Genies for Fifth Edition is for D&D 5e by Colin McLaughlin and published by Tribality Publishing is about genies and their magic. The layout is clear with thematic color photographs for illustrations.
It begins with a brief look at how genies perceive the world and the four elemental courts they are organized into, and what they want. It is short but evocative and provides the framework for the rest of the book.
Next are four genies of legend, each one a powerful exemplar of its element and has their own lair, briefly described, complete with lair actions. These are tough (CR 16) beings so not everyday encounters but good to have access to in a world with genies about.

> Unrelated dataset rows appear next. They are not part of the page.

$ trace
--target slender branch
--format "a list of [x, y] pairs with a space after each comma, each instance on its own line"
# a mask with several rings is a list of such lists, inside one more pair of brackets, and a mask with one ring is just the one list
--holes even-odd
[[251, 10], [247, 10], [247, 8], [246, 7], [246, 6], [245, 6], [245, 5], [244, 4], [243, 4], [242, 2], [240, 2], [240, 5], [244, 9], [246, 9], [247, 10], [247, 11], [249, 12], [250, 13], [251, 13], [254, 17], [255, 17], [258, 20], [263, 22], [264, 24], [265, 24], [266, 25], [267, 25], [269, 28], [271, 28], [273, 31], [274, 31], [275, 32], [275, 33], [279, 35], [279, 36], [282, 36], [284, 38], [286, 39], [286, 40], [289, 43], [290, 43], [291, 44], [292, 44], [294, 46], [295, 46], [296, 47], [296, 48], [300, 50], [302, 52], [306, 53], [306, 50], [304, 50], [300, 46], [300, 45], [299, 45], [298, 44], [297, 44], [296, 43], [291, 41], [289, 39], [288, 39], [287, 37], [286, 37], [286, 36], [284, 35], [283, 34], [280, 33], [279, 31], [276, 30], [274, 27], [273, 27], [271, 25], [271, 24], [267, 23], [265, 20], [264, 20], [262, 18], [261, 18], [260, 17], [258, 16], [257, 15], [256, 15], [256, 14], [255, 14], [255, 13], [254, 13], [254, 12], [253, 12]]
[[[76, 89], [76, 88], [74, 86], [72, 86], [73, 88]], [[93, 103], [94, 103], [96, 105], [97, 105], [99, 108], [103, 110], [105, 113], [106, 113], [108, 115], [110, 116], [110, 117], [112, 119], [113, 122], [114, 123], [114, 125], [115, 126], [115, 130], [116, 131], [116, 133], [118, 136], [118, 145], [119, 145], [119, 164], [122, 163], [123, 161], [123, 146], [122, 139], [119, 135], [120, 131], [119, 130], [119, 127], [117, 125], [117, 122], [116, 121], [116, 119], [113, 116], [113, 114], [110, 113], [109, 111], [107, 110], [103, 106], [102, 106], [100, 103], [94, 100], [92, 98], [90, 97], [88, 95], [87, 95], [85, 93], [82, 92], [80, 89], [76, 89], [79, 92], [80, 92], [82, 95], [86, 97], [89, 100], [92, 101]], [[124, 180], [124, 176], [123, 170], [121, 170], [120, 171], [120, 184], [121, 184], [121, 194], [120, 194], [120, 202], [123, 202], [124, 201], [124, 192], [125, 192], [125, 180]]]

Next there are new spells: one aligned with each element for Cantrip (Zero), First and Fourth Level spells. The First level spells are an interesting design as each enhance the cantrip of the same elemental type. While the fourth level spells let you call upon the power of the genie-kind, granting you a spark of their power including protection from their element.
Eleven new magic items (the “Genie’s Horde”) round out the product with a good mix of weapons, defenses and utility items including a cursed hat and a carpet that functions as a trap. A nice selection even if a few are quite specialized, a common trait among D&D magic items though.
A good selection of genie-based magic and idea here, that being said, it really seems like this book should have had a genie-based subclass or two to really have a character type who was integrated into the lore presented here.
Disclosure: As a featured reviewer for RPGNow/DriveThroughRPG, I received my copy of this product for free from the publisher for the purpose of this review.